Alegria’s film remains opaque throughout, allowing characters and audience to pick and choose from many possible meanings. Intercutting scenes of humans with video of animals in nature, Alegria creates a blend of the two—an inharmonious marriage where Magdalena seems to occupy the center. She’s a version of Mother Nature, a stand-in for the planet’s and humanity’s joint fragility. The magical realism only heightens as Magdalena drifts through the family and its adjoining town, breathing life and death into the people she passes. She represents more than just their past and current failures. She’s a reflection of every conversation, a freewheeling, glassy symbol of the mortality of every secret, every moment, and every living thing.
Maestro fills Magdalena with intrigue from the first shot, giving a compelling central performance through eye twitches, nose wrinkles, and wry smiles that curl until she becomes unamused. The emotions roll through her as she laughs, cries, and dances her way around this purgatorial pitstop, bringing townspeople with her. Her emotions become an echo, a starting point for those in her vicinity unable to control their impulses, desires, and secrets as they spill out on Magdalena. The rest of the cast are largely up to this task, speaking and acting with urgency despite the slow, steady movements of the woman they believed dead.

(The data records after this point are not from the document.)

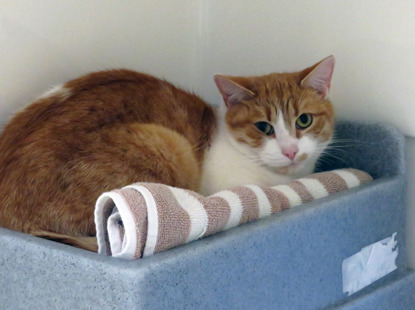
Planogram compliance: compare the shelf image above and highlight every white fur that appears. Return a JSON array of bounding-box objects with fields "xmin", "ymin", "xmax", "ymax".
[{"xmin": 200, "ymin": 106, "xmax": 320, "ymax": 195}]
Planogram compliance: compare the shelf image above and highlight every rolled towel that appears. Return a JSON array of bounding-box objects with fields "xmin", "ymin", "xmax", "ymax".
[{"xmin": 95, "ymin": 169, "xmax": 372, "ymax": 259}]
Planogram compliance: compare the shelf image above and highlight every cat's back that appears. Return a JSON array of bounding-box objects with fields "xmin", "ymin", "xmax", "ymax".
[
  {"xmin": 0, "ymin": 69, "xmax": 216, "ymax": 233},
  {"xmin": 0, "ymin": 69, "xmax": 215, "ymax": 162}
]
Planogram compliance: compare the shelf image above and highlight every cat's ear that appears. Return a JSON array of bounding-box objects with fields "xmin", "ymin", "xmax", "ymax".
[
  {"xmin": 300, "ymin": 56, "xmax": 335, "ymax": 98},
  {"xmin": 213, "ymin": 74, "xmax": 255, "ymax": 108}
]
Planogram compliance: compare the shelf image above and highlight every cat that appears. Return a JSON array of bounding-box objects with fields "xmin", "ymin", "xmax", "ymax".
[{"xmin": 0, "ymin": 56, "xmax": 334, "ymax": 251}]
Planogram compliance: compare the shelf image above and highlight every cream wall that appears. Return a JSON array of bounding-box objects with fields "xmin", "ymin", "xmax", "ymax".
[{"xmin": 0, "ymin": 0, "xmax": 415, "ymax": 266}]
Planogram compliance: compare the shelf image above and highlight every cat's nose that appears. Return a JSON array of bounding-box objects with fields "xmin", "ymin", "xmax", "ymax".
[{"xmin": 282, "ymin": 145, "xmax": 298, "ymax": 160}]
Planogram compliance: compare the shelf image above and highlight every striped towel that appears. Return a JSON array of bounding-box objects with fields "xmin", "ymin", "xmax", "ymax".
[{"xmin": 95, "ymin": 169, "xmax": 372, "ymax": 259}]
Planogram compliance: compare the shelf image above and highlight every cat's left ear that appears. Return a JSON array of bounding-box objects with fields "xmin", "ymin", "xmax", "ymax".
[{"xmin": 300, "ymin": 56, "xmax": 335, "ymax": 98}]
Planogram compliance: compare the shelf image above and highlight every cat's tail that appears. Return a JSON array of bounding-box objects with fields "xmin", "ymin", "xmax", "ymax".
[{"xmin": 30, "ymin": 230, "xmax": 98, "ymax": 252}]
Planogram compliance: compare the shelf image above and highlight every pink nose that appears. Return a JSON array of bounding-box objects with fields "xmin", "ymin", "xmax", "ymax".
[{"xmin": 282, "ymin": 145, "xmax": 298, "ymax": 160}]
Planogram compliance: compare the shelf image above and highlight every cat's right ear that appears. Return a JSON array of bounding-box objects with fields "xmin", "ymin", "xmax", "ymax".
[{"xmin": 213, "ymin": 74, "xmax": 255, "ymax": 108}]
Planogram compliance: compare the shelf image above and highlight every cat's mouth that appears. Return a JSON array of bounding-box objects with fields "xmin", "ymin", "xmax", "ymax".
[{"xmin": 265, "ymin": 161, "xmax": 304, "ymax": 175}]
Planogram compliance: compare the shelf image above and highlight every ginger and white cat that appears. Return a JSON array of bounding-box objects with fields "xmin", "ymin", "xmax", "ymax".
[{"xmin": 0, "ymin": 56, "xmax": 334, "ymax": 250}]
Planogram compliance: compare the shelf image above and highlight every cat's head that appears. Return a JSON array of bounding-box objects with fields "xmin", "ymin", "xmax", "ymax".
[{"xmin": 214, "ymin": 56, "xmax": 334, "ymax": 174}]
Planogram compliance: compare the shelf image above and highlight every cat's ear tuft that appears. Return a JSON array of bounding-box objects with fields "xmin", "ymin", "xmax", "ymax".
[
  {"xmin": 213, "ymin": 74, "xmax": 255, "ymax": 108},
  {"xmin": 300, "ymin": 56, "xmax": 335, "ymax": 98}
]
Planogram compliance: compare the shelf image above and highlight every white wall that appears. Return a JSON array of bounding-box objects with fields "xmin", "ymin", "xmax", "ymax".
[{"xmin": 0, "ymin": 0, "xmax": 415, "ymax": 267}]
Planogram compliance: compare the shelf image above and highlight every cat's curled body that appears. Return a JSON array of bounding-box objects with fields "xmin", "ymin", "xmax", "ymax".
[{"xmin": 0, "ymin": 57, "xmax": 334, "ymax": 250}]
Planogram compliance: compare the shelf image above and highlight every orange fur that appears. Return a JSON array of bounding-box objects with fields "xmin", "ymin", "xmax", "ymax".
[
  {"xmin": 0, "ymin": 70, "xmax": 219, "ymax": 248},
  {"xmin": 0, "ymin": 58, "xmax": 334, "ymax": 251}
]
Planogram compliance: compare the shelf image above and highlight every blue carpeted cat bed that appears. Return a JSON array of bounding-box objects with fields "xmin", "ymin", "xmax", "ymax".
[{"xmin": 0, "ymin": 122, "xmax": 415, "ymax": 309}]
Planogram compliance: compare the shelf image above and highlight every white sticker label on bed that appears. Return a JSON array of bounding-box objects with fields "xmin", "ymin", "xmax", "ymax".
[{"xmin": 342, "ymin": 232, "xmax": 398, "ymax": 296}]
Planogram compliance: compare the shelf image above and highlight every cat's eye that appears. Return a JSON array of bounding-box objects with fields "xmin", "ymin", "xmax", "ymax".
[
  {"xmin": 255, "ymin": 122, "xmax": 274, "ymax": 136},
  {"xmin": 295, "ymin": 113, "xmax": 313, "ymax": 129}
]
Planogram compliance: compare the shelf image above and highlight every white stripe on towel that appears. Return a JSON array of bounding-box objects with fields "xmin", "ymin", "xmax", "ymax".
[
  {"xmin": 107, "ymin": 208, "xmax": 125, "ymax": 253},
  {"xmin": 123, "ymin": 185, "xmax": 159, "ymax": 257},
  {"xmin": 167, "ymin": 186, "xmax": 208, "ymax": 242},
  {"xmin": 331, "ymin": 170, "xmax": 360, "ymax": 188},
  {"xmin": 271, "ymin": 185, "xmax": 303, "ymax": 207},
  {"xmin": 214, "ymin": 190, "xmax": 243, "ymax": 229},
  {"xmin": 245, "ymin": 185, "xmax": 272, "ymax": 218},
  {"xmin": 97, "ymin": 192, "xmax": 137, "ymax": 259},
  {"xmin": 297, "ymin": 178, "xmax": 329, "ymax": 199}
]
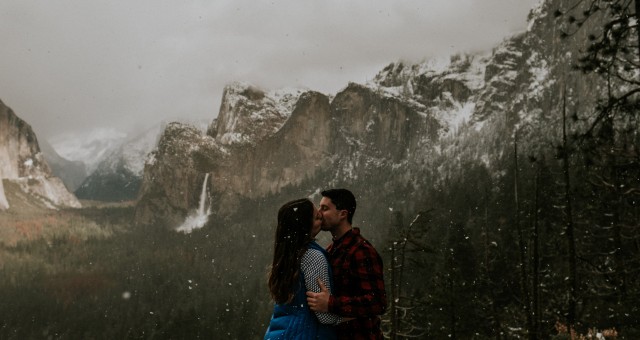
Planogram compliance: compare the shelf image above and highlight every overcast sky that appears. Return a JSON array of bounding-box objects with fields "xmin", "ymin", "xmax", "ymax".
[{"xmin": 0, "ymin": 0, "xmax": 539, "ymax": 138}]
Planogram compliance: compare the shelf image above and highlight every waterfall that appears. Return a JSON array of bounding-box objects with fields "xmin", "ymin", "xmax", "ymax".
[{"xmin": 176, "ymin": 173, "xmax": 211, "ymax": 234}]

Wrapping one’s arms around Alegria’s drama becomes a tall task, needing time and space to allow the film to breathe after its yarn has finished unspooling. The Cow Who Sang a Song Into the Future works after the screen cuts to black and the cows have finished their choral flourishes. The animals stick in one’s mind—Maestro and cinematographer Inti Briones photograph the cows with direct eye contact. These creatures become a point of contention, an indication of our pained present and likely dismal future. They’re eerie, a haunted breed that reverberates through the entirety of Alegria’s film.
This feature debut represents a big swing for the Chilean director, a thoughtful, deliberate drama bursting with ecological and personal imagery. A patient narrative rewarding the patient viewer, Cow‘s an abstract portrait of a family and environment in crisis.
The Cow Who Sang a Song Into the Future premiered at the 2022 Sundance Film Festival.